For a recent survey posted on the-hospitalist.org, 51% of respondents picked 11 to 15 as the most appropriate patient census for a full-time hospitalist, while another 35% selected 16 to 20. Far fewer deemed it appropriate to see either more than 20 patients a day or 10 or less, suggesting that hospitalists recognize the need for equilibrium.
A “Resounding” Success Story
David Yu, MD, MBA, SFHM, FACP, medical director of the adult inpatient medicine service at Presbyterian Medical Group in Albuquerque, N.M., says there’s no “magic number” for an ideal daily patient census, and cautions against fixating on national averages and metrics.

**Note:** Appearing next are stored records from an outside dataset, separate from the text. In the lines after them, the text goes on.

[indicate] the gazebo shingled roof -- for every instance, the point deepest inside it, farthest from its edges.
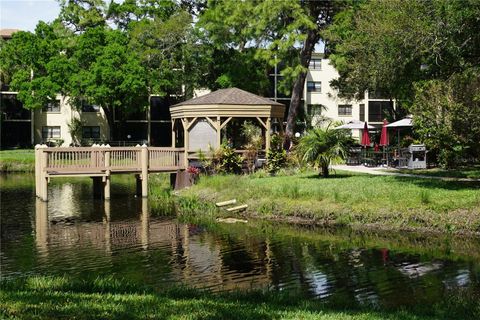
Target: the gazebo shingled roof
(232, 96)
(221, 106)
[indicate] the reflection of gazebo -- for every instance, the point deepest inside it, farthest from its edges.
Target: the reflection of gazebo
(203, 118)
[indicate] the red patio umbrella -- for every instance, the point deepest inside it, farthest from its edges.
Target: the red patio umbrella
(384, 138)
(365, 136)
(384, 134)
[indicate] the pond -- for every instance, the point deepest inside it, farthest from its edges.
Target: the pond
(75, 235)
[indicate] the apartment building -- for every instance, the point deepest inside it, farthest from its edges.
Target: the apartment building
(320, 98)
(53, 124)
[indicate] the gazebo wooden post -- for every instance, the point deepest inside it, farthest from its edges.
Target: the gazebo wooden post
(218, 127)
(267, 134)
(173, 133)
(185, 140)
(280, 122)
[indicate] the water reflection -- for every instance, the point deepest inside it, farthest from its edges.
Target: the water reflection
(75, 235)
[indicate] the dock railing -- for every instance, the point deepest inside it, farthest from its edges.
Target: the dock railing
(102, 161)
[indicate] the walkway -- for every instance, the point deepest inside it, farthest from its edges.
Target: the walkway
(383, 171)
(100, 163)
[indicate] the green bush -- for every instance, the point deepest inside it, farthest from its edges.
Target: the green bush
(276, 156)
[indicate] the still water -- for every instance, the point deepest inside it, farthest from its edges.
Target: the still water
(75, 235)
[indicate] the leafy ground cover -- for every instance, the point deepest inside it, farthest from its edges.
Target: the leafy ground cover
(39, 297)
(357, 200)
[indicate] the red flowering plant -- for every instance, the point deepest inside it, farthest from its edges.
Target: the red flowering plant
(194, 173)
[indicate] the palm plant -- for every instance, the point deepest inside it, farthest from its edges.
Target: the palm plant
(323, 146)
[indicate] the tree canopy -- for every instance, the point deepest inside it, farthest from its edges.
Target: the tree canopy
(111, 55)
(277, 30)
(425, 54)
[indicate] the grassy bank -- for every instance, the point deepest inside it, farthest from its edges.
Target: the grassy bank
(22, 160)
(360, 201)
(39, 297)
(468, 172)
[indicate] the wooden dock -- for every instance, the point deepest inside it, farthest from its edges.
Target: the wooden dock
(101, 162)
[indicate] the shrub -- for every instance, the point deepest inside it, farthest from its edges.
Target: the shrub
(276, 156)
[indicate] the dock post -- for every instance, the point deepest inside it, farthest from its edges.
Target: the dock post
(144, 159)
(138, 185)
(106, 181)
(43, 179)
(97, 187)
(37, 170)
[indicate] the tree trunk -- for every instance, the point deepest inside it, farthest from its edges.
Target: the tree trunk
(313, 36)
(325, 171)
(110, 121)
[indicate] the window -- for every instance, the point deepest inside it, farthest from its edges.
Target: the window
(51, 132)
(315, 109)
(90, 107)
(52, 106)
(315, 64)
(344, 109)
(91, 132)
(314, 86)
(377, 110)
(362, 112)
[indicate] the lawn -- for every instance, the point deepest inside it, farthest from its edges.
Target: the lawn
(22, 160)
(363, 201)
(38, 297)
(463, 172)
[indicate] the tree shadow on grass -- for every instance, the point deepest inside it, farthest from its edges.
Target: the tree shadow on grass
(66, 299)
(330, 177)
(439, 184)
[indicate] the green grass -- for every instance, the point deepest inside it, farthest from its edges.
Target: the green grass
(22, 160)
(465, 172)
(38, 297)
(388, 202)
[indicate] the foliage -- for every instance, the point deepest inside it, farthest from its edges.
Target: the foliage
(22, 160)
(276, 156)
(447, 117)
(354, 200)
(253, 136)
(35, 65)
(229, 160)
(423, 53)
(113, 56)
(75, 129)
(322, 146)
(275, 34)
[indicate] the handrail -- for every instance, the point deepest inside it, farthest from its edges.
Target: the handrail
(95, 159)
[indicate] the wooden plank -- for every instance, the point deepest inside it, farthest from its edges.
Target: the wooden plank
(238, 208)
(226, 203)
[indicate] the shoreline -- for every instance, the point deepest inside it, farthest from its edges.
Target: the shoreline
(457, 211)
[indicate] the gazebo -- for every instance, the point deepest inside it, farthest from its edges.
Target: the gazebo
(204, 117)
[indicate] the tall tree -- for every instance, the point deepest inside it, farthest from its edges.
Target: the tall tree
(278, 30)
(425, 54)
(36, 64)
(109, 74)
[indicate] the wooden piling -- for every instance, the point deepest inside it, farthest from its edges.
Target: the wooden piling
(144, 158)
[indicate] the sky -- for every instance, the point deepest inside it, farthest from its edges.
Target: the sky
(25, 14)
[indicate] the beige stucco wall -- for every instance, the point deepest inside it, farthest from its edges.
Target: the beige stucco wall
(64, 117)
(328, 96)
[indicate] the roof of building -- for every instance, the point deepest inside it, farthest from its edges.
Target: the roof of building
(7, 33)
(232, 96)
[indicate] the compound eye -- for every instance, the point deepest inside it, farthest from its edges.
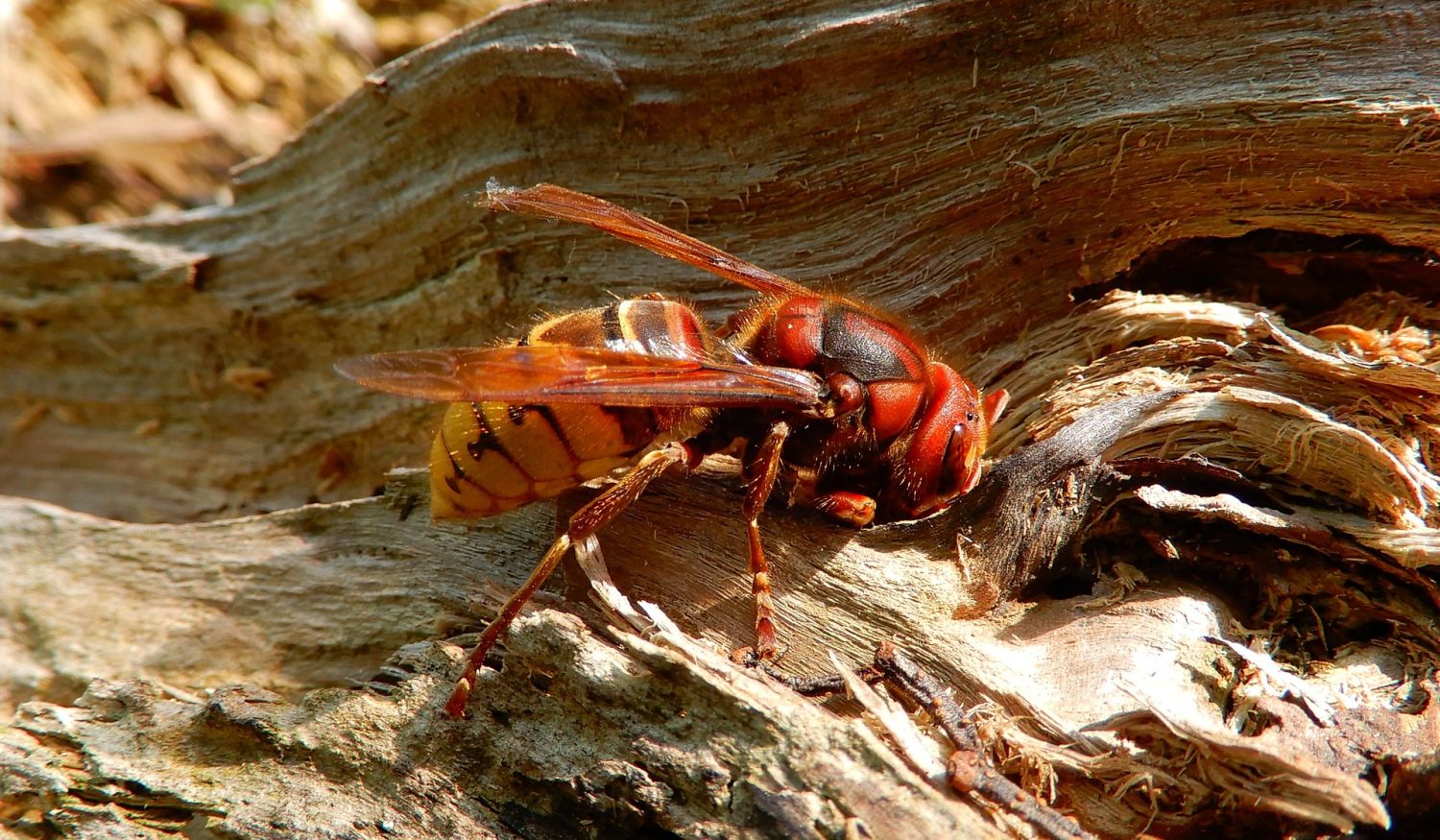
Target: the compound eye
(849, 392)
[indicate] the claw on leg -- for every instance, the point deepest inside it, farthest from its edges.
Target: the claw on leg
(584, 525)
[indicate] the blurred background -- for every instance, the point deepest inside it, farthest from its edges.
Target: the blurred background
(120, 108)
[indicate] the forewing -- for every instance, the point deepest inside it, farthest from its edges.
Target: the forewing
(555, 202)
(553, 373)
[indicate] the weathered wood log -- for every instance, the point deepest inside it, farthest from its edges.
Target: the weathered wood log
(1017, 181)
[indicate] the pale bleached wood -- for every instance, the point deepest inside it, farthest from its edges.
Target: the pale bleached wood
(964, 164)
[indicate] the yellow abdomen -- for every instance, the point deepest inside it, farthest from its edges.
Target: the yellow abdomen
(490, 457)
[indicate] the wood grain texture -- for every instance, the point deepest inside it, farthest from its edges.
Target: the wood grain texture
(180, 636)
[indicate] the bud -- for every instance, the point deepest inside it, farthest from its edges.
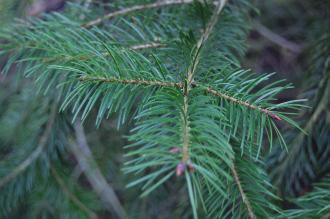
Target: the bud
(191, 167)
(180, 168)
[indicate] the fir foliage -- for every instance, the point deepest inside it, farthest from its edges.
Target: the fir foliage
(172, 70)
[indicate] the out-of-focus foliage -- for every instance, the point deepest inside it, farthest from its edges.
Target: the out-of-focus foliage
(172, 75)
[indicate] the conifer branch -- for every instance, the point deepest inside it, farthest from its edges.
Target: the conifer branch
(188, 85)
(243, 195)
(240, 102)
(131, 81)
(149, 45)
(95, 177)
(204, 37)
(135, 8)
(71, 196)
(36, 153)
(181, 86)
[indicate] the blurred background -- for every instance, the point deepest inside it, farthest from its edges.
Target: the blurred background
(289, 37)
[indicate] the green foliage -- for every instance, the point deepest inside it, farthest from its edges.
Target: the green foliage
(172, 73)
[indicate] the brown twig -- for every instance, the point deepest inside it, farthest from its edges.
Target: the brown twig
(132, 81)
(188, 85)
(181, 86)
(244, 198)
(95, 177)
(240, 102)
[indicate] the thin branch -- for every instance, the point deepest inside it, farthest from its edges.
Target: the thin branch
(132, 81)
(88, 164)
(147, 46)
(240, 102)
(135, 8)
(71, 196)
(88, 57)
(277, 39)
(243, 195)
(181, 86)
(188, 84)
(36, 153)
(204, 38)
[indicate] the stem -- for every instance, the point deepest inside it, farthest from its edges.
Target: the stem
(93, 174)
(131, 81)
(240, 102)
(244, 197)
(88, 57)
(135, 8)
(190, 76)
(181, 86)
(36, 153)
(70, 195)
(204, 38)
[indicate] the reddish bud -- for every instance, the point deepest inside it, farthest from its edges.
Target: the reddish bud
(191, 167)
(276, 117)
(175, 150)
(180, 168)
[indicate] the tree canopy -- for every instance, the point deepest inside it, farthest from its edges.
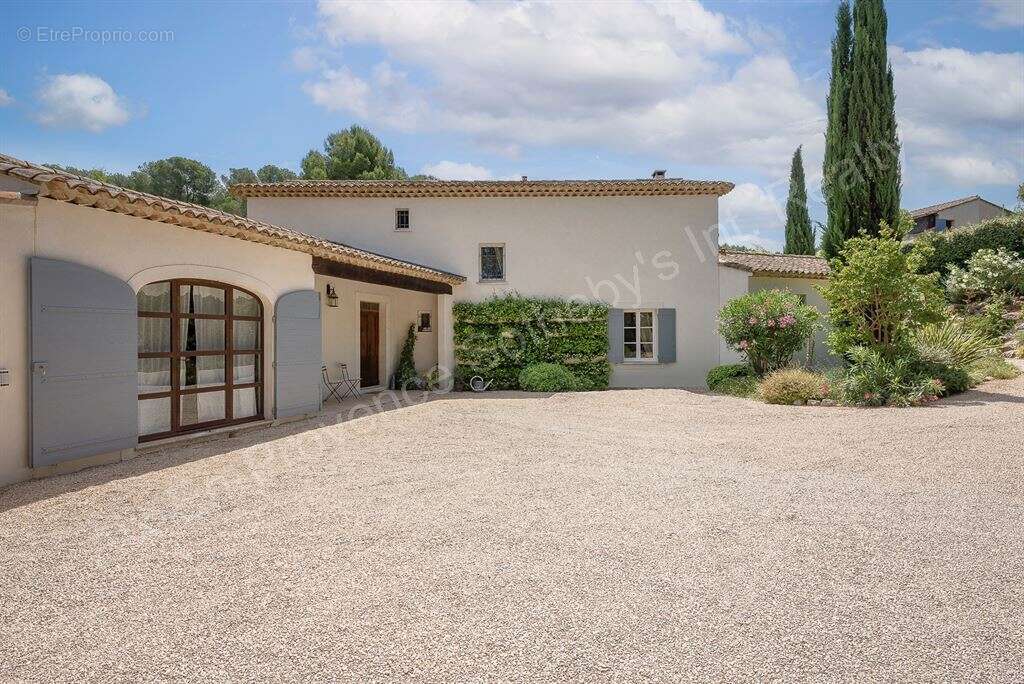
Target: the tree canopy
(799, 233)
(353, 154)
(861, 165)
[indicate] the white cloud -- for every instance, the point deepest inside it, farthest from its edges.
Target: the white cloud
(972, 171)
(960, 87)
(305, 58)
(637, 76)
(340, 90)
(960, 115)
(753, 215)
(446, 170)
(1004, 13)
(386, 95)
(81, 100)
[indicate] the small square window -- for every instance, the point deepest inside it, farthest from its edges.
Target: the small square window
(401, 219)
(638, 336)
(492, 262)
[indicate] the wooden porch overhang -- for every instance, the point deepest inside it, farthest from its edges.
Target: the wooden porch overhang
(350, 271)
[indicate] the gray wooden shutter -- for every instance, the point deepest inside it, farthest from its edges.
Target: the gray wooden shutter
(84, 362)
(298, 354)
(666, 336)
(615, 336)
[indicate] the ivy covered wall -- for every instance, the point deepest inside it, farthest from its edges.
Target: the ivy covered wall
(499, 337)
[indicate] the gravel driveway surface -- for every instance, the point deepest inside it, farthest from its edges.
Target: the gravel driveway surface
(654, 535)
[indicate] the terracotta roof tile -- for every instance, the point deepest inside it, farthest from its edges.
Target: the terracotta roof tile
(763, 263)
(481, 188)
(925, 211)
(83, 190)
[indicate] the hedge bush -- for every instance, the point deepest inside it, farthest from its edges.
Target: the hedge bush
(768, 327)
(548, 378)
(793, 385)
(954, 248)
(498, 338)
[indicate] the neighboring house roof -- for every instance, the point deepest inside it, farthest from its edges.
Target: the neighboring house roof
(82, 190)
(481, 188)
(936, 208)
(786, 265)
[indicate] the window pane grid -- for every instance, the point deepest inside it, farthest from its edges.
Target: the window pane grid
(638, 335)
(492, 262)
(208, 372)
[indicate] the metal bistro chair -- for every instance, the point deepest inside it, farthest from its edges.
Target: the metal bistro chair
(342, 387)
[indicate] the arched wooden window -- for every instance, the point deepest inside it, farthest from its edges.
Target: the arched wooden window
(200, 356)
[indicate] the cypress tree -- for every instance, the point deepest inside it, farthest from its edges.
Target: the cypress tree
(799, 236)
(873, 145)
(836, 134)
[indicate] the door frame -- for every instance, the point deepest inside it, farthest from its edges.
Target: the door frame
(383, 361)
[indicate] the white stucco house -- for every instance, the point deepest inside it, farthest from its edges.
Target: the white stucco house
(128, 317)
(954, 213)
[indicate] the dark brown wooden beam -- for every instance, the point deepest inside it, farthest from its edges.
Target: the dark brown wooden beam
(324, 266)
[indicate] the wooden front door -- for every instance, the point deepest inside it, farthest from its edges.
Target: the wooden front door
(370, 338)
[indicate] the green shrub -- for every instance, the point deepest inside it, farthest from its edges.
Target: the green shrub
(793, 385)
(877, 297)
(954, 248)
(875, 380)
(768, 327)
(954, 379)
(992, 366)
(987, 272)
(404, 374)
(499, 337)
(990, 318)
(727, 372)
(951, 343)
(742, 386)
(548, 378)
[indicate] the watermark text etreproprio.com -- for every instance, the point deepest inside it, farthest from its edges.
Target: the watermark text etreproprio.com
(100, 36)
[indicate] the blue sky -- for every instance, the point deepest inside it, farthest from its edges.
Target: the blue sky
(569, 90)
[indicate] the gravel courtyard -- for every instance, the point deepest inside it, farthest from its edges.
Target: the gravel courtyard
(614, 536)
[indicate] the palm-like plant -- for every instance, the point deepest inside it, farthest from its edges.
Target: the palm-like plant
(952, 344)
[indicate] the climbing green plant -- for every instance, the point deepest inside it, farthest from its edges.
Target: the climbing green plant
(498, 338)
(406, 373)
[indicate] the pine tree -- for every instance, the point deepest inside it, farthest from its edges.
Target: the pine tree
(799, 234)
(875, 183)
(836, 134)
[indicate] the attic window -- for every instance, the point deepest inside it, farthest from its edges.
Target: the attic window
(401, 219)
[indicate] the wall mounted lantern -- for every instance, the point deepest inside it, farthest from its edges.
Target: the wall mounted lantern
(332, 296)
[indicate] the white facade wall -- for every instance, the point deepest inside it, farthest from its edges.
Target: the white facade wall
(732, 283)
(642, 252)
(134, 250)
(970, 213)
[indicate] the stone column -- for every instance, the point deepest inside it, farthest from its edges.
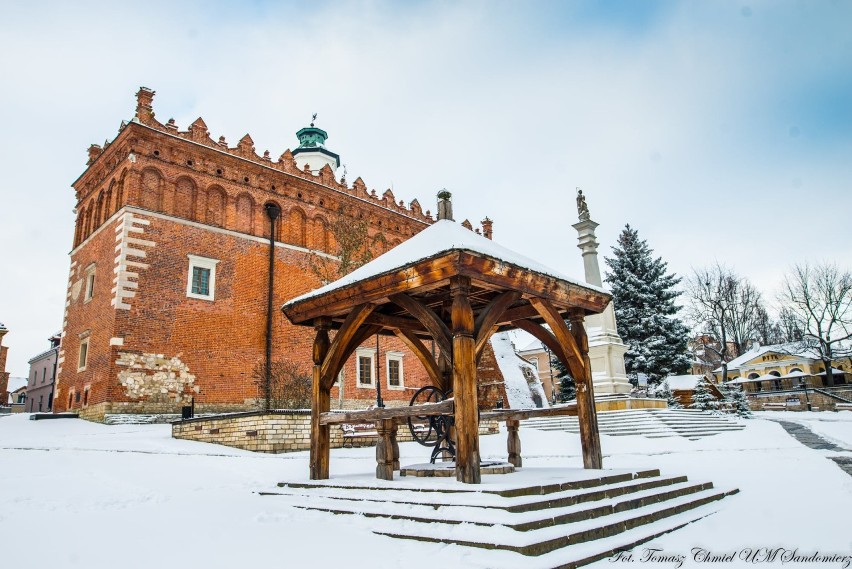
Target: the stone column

“For example, seeing 15 patients in an inner-city hospital—like we are, where the patients are ill and they have really incredibly high levels of social and medical issues like placement—versus seeing 15 patients in an affluent suburban hospital, it’s comparing apples and oranges,” he says.
When Dr. Yu became medical director in January 2010, he says, “we were in crisis,” with the rounding team’s average patient census ranging from 18 to 20 per day. Some hospitalists weren’t seeing their last patients until 4 or 5 p.m., losing the opportunity for timely discussions with specialists to help reduce their patients’ length of stay. By neglecting to send patients home when appropriate, Dr. Yu says, the hospital was losing thousands of dollars in revenue through the failure to open up beds for new admissions. “That’s the classic example of dropping a dollar to pick up a quarter,” he says.
Dr. Yu and his team launched a comprehensive quality-improvement (QI) project that incorporated unit-based rounding centered on the hospital’s geography, and hired more full-time equivalents. As a result, the service now employs 46 FTEs, making it one of the largest nonacademic HM programs in the country. Meanwhile, the average daily census has dropped to a more manageable 11 to 13 patients, plus a few admissions.
We have clinicians who report that they don’t even get a lunch break. That’s not safe, and that’s not lending itself to a work environment that’s satisfying for the practitioners.
—Ruth M. Kleinpell, PhD, RN, FAAN, FCCM, professor of nursing, Rush University Medical Center, nurse practitioner, Mercy Hospital and Medical Center, Chicago
Most significantly, average length of stay has decreased from 4.9 to 4.6 days with increased patient satisfaction and no significant change in the readmission rate, even as the hospital has added $2.5 million to the contribution margin (the revenue minus the variable costs). “So we took the focus on productivity and just elevated it higher to overall organizational finance,” Dr. Yu says. “We answered the age-old question: Is it better and financially more productive for the organization to lower the average starting census and to pay for the extra physician? And the answer is a resounding yes for us.”